A rapid multi-residue method was developed for the determination and confirmation of LC amenable priority pesticides. The analysis of pesticides in fruit- and meat-based baby food extracts exceeds current worldwide legislated limits.

Improved efficiency and increased sample throughput was realized through the combination of powerful UPLC and fast MS acquisition technologies. ACQUITY UPLC combined with the Xevo TQ MS offers:

• Enhanced chromatographic resolution and short analysis times.

• Incorporation of confirmatory MRM traces.

• Complies with legislative regulations such as SANCO.

• IntelliStart technology that is designed to reduce the burden of complicated operation, training new users, time-intensive troubleshooting, and upkeep.
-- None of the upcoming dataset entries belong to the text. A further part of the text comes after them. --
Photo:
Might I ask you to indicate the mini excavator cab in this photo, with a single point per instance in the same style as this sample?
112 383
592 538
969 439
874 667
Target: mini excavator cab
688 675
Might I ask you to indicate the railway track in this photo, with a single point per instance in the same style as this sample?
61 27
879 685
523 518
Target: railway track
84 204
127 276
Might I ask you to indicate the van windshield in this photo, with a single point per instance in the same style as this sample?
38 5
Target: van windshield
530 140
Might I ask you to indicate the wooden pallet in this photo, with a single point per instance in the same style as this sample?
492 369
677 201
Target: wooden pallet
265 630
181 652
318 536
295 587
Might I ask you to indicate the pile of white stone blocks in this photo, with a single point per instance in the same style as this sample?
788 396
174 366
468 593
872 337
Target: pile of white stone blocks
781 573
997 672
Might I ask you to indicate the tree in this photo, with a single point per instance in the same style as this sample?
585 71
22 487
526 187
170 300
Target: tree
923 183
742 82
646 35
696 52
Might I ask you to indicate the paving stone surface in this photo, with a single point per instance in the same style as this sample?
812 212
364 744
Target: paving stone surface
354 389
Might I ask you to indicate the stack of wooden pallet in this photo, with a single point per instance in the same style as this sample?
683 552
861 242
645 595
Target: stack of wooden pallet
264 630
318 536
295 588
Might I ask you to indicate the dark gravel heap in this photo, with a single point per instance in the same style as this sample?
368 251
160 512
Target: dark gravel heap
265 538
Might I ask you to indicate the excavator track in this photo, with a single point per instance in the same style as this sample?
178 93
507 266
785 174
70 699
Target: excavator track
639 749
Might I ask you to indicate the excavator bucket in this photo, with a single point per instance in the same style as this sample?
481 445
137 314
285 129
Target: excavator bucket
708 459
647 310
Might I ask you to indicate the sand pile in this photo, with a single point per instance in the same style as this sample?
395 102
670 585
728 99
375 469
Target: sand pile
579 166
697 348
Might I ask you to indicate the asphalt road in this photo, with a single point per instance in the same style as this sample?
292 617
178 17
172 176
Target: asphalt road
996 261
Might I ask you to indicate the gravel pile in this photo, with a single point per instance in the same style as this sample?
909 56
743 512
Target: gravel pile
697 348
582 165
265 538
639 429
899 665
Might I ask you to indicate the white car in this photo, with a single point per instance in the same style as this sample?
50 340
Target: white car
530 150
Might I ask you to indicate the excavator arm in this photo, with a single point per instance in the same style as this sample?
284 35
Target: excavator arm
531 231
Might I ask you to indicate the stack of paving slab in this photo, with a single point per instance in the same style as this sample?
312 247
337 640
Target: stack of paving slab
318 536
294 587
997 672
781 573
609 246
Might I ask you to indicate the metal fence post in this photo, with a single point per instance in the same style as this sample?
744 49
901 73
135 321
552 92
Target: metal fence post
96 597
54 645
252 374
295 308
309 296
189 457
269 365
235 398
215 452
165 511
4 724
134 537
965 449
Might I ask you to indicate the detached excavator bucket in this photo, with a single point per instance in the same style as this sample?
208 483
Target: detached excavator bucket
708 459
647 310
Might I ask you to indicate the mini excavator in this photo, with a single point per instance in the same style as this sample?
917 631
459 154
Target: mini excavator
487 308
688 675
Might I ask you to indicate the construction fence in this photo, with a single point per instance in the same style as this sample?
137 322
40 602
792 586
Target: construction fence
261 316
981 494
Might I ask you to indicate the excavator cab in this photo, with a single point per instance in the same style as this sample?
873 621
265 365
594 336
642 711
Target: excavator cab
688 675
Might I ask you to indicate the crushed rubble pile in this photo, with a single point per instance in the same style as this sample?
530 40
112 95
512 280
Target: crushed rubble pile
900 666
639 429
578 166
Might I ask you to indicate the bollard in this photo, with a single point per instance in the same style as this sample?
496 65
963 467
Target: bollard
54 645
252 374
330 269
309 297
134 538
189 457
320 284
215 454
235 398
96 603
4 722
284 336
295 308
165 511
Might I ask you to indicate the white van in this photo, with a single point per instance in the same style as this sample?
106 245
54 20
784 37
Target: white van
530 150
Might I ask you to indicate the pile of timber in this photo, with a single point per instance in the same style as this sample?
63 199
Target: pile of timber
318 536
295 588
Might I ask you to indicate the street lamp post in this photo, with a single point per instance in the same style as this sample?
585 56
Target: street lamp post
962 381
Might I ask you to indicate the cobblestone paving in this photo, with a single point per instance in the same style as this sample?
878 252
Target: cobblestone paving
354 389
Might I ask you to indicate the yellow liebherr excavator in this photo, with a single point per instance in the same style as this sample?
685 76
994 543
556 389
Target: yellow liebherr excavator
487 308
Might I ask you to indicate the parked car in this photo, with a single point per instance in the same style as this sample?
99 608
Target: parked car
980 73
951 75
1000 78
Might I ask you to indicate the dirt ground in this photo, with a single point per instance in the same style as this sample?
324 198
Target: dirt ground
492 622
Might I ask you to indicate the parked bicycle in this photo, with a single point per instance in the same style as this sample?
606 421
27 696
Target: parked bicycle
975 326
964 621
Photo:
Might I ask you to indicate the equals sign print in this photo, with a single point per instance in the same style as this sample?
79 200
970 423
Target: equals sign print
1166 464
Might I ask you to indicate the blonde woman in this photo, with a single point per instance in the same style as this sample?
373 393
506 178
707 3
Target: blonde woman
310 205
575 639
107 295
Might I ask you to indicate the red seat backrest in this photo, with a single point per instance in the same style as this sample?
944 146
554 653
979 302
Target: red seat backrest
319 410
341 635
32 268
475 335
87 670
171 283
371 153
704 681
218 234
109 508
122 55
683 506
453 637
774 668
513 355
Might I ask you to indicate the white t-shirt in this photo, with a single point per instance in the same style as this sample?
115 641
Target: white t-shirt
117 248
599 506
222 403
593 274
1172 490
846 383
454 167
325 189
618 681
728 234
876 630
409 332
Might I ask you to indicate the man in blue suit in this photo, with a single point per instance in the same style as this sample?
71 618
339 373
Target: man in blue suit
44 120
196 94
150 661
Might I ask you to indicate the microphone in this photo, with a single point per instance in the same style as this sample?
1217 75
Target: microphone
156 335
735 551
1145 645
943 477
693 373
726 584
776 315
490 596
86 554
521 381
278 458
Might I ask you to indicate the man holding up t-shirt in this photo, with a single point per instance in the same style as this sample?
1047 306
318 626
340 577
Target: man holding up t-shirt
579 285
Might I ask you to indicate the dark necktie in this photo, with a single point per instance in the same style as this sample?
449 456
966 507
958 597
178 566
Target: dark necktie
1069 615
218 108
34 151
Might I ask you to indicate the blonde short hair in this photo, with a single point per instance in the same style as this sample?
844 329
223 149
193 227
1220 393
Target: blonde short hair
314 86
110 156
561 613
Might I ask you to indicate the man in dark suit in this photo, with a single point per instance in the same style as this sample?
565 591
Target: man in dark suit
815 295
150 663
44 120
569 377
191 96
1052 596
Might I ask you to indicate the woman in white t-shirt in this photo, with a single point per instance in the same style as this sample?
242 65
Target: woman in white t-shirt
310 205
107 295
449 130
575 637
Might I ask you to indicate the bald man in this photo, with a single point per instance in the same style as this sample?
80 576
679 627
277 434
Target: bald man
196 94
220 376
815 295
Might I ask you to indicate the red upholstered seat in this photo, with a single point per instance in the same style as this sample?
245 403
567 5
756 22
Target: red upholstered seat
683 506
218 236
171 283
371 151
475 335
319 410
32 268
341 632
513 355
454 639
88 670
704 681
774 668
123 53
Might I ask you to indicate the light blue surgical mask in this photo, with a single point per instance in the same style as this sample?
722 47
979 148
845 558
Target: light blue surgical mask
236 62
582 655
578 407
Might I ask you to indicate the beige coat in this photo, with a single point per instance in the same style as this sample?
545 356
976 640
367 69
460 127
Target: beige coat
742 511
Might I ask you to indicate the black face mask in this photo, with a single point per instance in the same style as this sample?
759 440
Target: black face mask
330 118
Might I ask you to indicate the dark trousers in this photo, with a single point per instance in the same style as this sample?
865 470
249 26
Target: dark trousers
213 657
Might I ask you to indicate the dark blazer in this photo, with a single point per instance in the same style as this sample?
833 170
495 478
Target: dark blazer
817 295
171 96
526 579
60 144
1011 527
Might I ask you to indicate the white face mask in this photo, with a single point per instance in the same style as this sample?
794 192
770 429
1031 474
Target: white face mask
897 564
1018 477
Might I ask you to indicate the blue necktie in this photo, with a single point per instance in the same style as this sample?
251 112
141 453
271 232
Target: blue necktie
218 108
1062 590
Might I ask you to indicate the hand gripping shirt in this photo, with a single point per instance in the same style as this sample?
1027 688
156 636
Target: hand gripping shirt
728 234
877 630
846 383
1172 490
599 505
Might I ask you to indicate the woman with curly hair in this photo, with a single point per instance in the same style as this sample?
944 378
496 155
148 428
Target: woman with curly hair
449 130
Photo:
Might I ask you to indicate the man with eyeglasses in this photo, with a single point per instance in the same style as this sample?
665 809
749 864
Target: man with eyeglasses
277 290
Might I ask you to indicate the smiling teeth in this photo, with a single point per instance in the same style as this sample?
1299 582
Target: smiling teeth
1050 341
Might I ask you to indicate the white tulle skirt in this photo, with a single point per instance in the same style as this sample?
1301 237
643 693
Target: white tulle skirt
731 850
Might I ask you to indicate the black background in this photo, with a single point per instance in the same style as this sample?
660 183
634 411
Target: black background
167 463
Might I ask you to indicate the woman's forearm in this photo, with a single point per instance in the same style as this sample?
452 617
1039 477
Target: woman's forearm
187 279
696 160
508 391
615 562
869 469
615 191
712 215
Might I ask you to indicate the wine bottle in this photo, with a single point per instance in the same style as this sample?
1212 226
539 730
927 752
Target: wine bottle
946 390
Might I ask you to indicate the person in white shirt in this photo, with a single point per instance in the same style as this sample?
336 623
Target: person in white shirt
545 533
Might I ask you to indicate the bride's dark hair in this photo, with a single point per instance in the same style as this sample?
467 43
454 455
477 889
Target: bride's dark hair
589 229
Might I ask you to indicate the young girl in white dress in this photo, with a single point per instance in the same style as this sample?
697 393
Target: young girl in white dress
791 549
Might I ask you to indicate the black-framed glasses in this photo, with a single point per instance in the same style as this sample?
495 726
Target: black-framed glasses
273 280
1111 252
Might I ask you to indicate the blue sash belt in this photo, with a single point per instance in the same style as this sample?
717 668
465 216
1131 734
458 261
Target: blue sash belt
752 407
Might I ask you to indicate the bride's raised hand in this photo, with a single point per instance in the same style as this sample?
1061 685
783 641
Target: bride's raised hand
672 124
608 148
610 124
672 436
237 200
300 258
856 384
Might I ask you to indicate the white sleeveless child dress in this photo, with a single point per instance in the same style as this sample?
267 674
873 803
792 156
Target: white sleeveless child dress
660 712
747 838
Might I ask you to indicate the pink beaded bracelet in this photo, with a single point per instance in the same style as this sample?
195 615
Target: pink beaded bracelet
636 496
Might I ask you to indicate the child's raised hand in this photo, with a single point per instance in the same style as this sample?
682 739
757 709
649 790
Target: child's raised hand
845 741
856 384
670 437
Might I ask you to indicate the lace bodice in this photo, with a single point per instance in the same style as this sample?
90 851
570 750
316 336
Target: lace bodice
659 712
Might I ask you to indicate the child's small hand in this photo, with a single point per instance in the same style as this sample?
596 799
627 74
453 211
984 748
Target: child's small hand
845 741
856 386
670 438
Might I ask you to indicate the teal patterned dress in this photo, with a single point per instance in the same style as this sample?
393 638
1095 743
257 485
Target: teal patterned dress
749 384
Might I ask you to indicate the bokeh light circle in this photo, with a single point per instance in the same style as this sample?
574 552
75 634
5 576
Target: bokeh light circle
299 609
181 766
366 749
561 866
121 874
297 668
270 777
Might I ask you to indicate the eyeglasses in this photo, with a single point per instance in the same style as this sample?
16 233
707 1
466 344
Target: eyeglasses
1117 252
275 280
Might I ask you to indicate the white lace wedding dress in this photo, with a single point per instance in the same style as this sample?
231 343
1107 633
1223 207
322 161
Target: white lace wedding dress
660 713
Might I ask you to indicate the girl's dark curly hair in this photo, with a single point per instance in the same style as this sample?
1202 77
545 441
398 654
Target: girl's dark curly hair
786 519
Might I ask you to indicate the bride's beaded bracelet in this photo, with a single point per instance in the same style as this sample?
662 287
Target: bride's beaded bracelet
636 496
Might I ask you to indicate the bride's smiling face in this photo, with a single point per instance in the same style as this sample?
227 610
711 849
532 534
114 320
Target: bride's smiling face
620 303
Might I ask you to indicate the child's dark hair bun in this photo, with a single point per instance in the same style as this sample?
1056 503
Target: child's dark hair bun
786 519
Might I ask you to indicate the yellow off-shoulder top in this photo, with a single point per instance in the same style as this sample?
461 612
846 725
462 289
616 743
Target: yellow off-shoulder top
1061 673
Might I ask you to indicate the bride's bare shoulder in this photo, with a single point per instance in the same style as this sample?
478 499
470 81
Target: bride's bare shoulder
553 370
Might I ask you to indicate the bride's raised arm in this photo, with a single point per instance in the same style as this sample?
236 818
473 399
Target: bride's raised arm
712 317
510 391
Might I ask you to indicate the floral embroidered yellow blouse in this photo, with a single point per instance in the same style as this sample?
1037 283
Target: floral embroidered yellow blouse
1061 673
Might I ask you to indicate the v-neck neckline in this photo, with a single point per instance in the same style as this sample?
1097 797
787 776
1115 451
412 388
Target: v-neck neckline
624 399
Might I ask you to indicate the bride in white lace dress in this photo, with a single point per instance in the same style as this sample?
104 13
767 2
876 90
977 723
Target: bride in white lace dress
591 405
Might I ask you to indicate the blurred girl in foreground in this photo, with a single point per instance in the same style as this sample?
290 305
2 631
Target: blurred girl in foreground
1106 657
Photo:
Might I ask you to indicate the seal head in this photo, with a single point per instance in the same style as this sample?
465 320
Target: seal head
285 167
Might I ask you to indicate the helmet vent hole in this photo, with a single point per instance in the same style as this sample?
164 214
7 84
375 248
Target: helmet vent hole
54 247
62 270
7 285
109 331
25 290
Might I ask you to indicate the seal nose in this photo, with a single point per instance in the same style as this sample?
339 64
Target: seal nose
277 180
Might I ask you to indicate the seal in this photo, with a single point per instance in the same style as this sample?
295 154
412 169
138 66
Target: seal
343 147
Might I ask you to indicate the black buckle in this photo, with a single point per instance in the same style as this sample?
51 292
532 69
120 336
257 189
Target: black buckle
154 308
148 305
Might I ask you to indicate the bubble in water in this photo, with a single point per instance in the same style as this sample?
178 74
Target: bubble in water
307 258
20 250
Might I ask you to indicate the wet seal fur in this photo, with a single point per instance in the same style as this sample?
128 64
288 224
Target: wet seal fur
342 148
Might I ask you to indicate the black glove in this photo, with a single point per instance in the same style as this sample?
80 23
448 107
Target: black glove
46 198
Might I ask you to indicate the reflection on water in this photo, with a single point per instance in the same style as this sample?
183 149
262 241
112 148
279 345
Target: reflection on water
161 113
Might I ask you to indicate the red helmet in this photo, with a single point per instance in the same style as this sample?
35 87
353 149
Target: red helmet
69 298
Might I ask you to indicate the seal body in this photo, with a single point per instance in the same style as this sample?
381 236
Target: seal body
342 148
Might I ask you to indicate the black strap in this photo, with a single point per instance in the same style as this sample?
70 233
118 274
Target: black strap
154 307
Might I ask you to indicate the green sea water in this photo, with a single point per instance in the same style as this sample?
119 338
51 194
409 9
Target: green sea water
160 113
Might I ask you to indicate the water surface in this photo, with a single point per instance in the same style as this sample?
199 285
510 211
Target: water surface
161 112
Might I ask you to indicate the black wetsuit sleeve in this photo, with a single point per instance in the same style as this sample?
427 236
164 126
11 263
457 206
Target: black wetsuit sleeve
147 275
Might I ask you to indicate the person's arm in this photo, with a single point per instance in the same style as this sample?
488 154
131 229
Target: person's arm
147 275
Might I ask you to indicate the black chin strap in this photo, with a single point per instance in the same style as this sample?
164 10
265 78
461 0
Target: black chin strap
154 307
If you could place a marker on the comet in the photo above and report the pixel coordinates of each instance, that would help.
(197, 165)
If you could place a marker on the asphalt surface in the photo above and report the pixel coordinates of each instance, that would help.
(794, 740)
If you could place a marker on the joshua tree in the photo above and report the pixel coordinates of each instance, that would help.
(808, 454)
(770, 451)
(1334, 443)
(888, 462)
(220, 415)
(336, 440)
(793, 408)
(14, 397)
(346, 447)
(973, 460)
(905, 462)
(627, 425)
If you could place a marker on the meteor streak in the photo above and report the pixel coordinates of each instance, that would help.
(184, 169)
• The compact features of the ACQUITY UPLC and Xevo TQ MS Systems will give any laboratory an advantage as it gives high-end performance with a benchtop footprint.

• Automated system setup and quality control system checks for simple access.

The benefits of this Waters UPLC/MS/MS solution for a revenue conscious laboratory can be realized through increased efficiency by analytical time savings, a decreased need for sample retesting, and increased lab productivity. Cost savings can be made by lowering the use of lab consumables with the environmental impact of solvent usage also being reduced.

The sensitivity achieved for a large number of pesticide residues in real food matrices indicates this UPLC/MS/MS method is the ideal basis for rapid analysis of pesticides in a wide range of food samples.

References

1. Commission of the European Communities EC 396/2005, OJ 2005; L70:1.

2. Commission of the European Communities EC 2003/13, L41:33-36.

3. DisQuE Dispersive Sample Preparation Kit Care and Use Manual, P/N 715001888.

4. Leandro CC, Hancock P, Fussell RJ, Keely BJ. J. Chrom A. 2007; 1144:161.

5. Method Validation and Quality Control Procedures for Pesticide Residues in Food and Feed. Document No SANCO/2007/3131.